如图1所示的可重构处理器内,可重构阵列与重构配置单元之间的连接方式包括但不限于直接耦合、间接耦合或通信连接,可以是电性,机械或其它的形式,用于传输计算模块的重构信息。在图1所示的所述可重构阵列内,存在m级计算阵列,m是大于或等于2的正数;第一级计算阵列内,设置有计算模块1_1、计算模块1_2、......、计算模块1_n1,这些计算模块之间不存在数据通路,其中,n1是大于或等于1的正数。对于1_n1,“1”表示第一级计算阵列的级数,“n1”表示第一级计算阵列内排列的计算模块所处的行数,综合表示为排列在第一级计算阵列的第n1行的计算模块,即图1所述可重构阵列内的第一列第n1行的计算模块;本实施例配置数据通过第一级计算阵列内的每一个计算模块的流水线深度都相等,本领域技术人员可知,若控制数据流经第一级计算阵列内的一个计算模块,则确定将这个计算模块连接入数据通路流水线结构的第一级流水线。需要说明的是,每一级计算阵列的内部设置至少一个计算模块。
第二级计算阵列内,设置有计算模块2_1、......、计算模块2_n2,这些计算模块之间不存在数据通路,但与第一级计算阵列内的被配置互联(互连)的计算模块之间存在数据通路,其中,n2是大于或等于1的数字,n2是不一定等于n1;对于2_n2,“2”表示第二级计算阵列的级数,“n2”表示第二级计算阵列内排列的计算模块所处的行数,综合表示为排列在第二级计算阵列的第n2行的计算模块,即图1所述可重构阵列内的第2列第n2行的计算模块。本实施例配置数据通过第二级计算阵列内的每一个计算模块的流水线深度都相等,本领域技术人员可知,若控制数据流经第二级计算阵列内的一个计算模块,则确定将这个计算模块连接入所述数据通路,即将这个计算模块接入所述数据通路流水线结构的第二级流水线。
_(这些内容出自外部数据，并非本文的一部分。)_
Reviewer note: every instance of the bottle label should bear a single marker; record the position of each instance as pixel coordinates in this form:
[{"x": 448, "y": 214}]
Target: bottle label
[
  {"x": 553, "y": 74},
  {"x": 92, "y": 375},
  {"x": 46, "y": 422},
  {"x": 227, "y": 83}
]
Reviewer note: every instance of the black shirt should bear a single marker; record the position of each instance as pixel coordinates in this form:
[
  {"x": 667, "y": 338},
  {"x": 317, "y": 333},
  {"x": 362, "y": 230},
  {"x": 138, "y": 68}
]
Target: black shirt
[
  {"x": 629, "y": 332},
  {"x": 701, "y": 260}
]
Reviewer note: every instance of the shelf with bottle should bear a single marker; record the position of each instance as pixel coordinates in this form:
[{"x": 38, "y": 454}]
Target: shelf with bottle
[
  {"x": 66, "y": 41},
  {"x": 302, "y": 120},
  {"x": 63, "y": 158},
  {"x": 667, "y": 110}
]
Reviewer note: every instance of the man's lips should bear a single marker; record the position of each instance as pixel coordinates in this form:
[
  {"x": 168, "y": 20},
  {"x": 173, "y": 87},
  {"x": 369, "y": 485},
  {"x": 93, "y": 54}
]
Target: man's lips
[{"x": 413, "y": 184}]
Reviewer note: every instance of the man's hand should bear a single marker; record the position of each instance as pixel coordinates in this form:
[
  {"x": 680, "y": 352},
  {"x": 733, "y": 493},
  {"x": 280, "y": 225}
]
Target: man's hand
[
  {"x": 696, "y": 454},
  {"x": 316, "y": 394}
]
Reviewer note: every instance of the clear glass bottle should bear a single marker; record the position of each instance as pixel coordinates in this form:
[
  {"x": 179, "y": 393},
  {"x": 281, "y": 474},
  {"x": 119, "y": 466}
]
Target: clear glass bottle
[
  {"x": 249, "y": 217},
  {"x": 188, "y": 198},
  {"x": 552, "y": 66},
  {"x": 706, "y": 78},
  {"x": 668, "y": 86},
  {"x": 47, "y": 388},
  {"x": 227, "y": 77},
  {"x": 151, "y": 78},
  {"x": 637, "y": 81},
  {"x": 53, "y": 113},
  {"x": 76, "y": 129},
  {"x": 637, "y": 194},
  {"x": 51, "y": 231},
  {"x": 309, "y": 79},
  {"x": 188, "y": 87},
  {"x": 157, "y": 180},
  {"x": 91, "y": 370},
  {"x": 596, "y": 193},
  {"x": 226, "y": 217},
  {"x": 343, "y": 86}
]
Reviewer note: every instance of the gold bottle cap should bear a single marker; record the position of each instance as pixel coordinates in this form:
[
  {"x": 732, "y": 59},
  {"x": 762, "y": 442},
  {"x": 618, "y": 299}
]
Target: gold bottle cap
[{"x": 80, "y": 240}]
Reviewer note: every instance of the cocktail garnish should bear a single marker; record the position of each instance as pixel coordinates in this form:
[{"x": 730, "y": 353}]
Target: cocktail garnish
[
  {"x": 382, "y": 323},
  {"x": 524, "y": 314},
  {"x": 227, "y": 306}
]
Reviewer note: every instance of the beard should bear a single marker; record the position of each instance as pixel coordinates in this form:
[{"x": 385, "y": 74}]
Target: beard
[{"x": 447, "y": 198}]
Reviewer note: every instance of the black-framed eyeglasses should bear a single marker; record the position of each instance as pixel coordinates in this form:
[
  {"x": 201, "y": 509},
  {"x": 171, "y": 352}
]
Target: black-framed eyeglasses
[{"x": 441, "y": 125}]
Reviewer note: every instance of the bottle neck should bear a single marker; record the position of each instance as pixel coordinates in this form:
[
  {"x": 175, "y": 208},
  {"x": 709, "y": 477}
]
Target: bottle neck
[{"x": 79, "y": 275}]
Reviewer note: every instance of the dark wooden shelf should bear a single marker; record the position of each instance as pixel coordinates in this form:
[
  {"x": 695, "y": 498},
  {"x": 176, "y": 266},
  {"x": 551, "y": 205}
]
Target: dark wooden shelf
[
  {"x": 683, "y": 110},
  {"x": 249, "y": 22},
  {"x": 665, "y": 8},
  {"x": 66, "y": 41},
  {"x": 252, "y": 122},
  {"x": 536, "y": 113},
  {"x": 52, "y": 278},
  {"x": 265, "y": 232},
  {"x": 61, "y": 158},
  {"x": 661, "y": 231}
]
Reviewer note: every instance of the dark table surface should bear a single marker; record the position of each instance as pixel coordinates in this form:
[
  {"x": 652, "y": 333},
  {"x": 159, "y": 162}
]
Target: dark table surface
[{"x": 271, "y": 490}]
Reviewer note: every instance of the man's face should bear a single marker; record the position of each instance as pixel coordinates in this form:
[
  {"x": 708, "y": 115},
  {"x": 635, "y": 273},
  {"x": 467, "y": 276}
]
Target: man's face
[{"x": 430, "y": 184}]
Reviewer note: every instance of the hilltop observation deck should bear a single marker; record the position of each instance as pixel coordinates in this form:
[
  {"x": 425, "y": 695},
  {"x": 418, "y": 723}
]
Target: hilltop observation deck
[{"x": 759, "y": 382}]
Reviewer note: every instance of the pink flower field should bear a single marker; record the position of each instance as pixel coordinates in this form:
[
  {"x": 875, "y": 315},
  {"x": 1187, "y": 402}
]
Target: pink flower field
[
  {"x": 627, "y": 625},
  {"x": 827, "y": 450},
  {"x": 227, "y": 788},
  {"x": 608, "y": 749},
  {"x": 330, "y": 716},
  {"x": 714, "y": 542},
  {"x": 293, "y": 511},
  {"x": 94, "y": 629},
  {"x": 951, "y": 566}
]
因此,如图1所示,第二级计算阵列与第一级计算阵列相邻设置在所述可重构阵列内;第二级计算阵列与第一级计算阵列是相邻的两级级联结构,第二级计算阵列与第一级计算阵列也连接为所述数据通路流水线结构中相邻两级流水线,第二级计算阵列相当于第一级计算阵列的相邻的后一级计算阵列,第一级计算阵列相当于第二级计算阵列的相邻的前一级计算阵列。
第m级计算阵列内,设置有计算模块m_1、......、计算模块m_nm,其中,nm大于或等于1,nm不一定等于n1,且nm也不一定等于n1n2;对于m_nm,“m”表示第m级计算阵列的级数,“nm”表示第m级计算阵列内排列的计算模块所处的行数,综合表示为排列在第m级计算阵列的第nm行的计算模块,即图1所述可重构阵列内的第m列第nm行的计算模块。m大于或等于2,在图1所示的实施例中m大于2,且在硬件上属于所述可重构阵列内分级排列的最后一级计算阵列。本实施例配置数据通过第m级计算阵列内的每一个计算模块的流水线深度都相等,本领域技术人员可知,若控制数据通过第m级计算阵列内的一个计算模块,则确定将这个计算模块连接入所述数据通路,即连接入所述数据通路流水线结构的第m级流水线,从而基于所述重构信息配置依次将第一级计算阵列至第m级计算阵列中相应的计算模块连接成为所述数据通路流水线结构,使得第m级流水线成为最后一级流水线。第m级计算阵列与第一级计算阵列不是相邻设置在所述可重构阵列内,它们之间没有通过跨级直连的方式建立所述数据通路,但第m级计算阵列与其相邻的前一级建立所述数据通路以连接为所述数据通路流水线结构中相邻两级流水线。则由图1可知,所述可重构阵列内所有的计算阵列内接入所述数据通路的计算模块连接成所述数据通路流水线结构,则所述数据通路流水线结构的每一级流水线分别与所述可重构阵列内每一级计算阵列一一对应,因此,图1所示的可重构阵列内,所述数据通路流水线结构的流水线深度是所有级的计算阵列的流水线深度之和,即m级计算阵列的流水线深度之和。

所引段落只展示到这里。